Last month, President Joe Biden issued a release declaring Missing or Murdered Indigenous Persons Day as May 5.
Senator Murkowski told The Daily Beast that visits by federal officials as well as the landmark report from the Urban Indian Health Institute in 2018, which exposed a “nationwide data crisis” on the true number of murdered and missing Alaska Natives, helped her and others to present the stark inequality to lawmakers on Capitol Hill.
“There is no question that the epidemic of missing and murdered Indigenous women has gone on for far too long. We needed to raise awareness and show the extent of the crisis before we could gain support to address it,” she said.
“We’ve made progress through measures like Savanna’s Act, the Not Invisible Act, and most recently the tribal title in the Violence Against Women Act, but we can’t move fast enough. All of us—at the federal, Tribal, state, and local levels—must make it a priority to bring greater resources and attention to this epidemic. I will continue to do that and push for policies focused on prevention, awareness, and justice for the many women and girls that have fallen victim to this heartbreaking reality.”
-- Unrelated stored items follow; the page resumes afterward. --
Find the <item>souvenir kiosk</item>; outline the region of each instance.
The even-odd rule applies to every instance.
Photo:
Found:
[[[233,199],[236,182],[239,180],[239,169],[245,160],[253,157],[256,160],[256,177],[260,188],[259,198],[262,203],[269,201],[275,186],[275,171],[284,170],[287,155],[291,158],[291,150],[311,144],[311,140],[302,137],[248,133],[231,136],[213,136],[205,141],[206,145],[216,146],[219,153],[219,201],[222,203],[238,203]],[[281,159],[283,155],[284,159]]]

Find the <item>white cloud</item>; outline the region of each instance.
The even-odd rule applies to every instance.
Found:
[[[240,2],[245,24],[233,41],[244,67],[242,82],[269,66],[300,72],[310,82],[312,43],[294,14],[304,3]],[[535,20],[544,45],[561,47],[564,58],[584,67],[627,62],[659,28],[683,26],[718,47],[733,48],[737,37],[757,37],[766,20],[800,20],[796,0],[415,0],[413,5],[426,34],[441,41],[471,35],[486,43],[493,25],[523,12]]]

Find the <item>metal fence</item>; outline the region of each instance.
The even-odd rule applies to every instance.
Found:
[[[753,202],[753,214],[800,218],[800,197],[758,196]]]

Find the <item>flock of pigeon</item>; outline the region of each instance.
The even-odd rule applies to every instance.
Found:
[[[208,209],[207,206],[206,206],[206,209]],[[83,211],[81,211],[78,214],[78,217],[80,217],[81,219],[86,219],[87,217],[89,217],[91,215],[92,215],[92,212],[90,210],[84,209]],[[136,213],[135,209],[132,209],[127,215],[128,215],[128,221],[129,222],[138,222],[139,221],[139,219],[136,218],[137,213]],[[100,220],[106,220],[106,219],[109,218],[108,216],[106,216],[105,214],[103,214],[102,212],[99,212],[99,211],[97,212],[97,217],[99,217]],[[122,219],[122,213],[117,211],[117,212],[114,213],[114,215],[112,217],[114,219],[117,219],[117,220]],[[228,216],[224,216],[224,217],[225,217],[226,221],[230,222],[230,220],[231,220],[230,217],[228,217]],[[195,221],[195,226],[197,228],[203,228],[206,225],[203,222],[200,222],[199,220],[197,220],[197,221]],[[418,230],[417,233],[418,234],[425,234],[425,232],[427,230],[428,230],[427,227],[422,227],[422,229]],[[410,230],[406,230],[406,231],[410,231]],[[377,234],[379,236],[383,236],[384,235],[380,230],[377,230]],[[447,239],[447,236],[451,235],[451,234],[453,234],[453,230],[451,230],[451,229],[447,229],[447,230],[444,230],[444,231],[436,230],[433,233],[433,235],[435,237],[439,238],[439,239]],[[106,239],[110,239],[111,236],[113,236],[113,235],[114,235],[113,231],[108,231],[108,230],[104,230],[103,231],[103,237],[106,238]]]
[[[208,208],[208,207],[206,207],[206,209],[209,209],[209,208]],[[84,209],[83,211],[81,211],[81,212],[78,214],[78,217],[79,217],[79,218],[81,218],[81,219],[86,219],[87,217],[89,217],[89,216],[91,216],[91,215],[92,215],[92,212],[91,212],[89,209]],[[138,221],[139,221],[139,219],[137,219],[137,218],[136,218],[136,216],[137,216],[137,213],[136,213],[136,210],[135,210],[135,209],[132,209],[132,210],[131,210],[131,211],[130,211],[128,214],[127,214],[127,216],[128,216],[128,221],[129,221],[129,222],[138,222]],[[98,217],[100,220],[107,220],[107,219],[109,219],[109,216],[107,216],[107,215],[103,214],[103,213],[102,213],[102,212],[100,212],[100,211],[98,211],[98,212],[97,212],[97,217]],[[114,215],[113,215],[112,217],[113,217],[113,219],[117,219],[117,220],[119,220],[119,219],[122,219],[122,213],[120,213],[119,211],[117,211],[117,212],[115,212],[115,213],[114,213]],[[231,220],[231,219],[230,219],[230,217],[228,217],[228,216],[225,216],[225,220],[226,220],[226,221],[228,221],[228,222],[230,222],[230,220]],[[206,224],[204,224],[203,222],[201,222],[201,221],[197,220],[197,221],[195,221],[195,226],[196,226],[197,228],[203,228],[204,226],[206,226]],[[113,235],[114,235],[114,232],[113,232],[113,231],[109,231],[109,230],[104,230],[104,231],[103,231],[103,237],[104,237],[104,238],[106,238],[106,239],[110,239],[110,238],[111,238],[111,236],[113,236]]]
For Nancy Furlow, she is encouraged that there appears to be a shift after years of neglect on Indigenous issues—but wants to ensure all Alaska Natives are being prioritized.
“I never want to minimize what is happening to our women and girls and Two-Spirits, but our men here in Alaska are missing and murdered at approximately twice the rate of the women and girls. Our grief and our pain is just the same as if we had a female relative murdered or go missing,” she said.
Furlow says she wants to see the policy talk from politicians turn into progress.
“I always hold my breath when these things are announced because I want to see changes on the ground. I want to see in the next few years these rates begin to drop at least in some tribal communities. How many more families have to go through this? Brandon’s murder was the sixth for me. I have had three family members murdered and three friends murdered and that is very common with native families. How much trauma do native people have to go through before it ends?”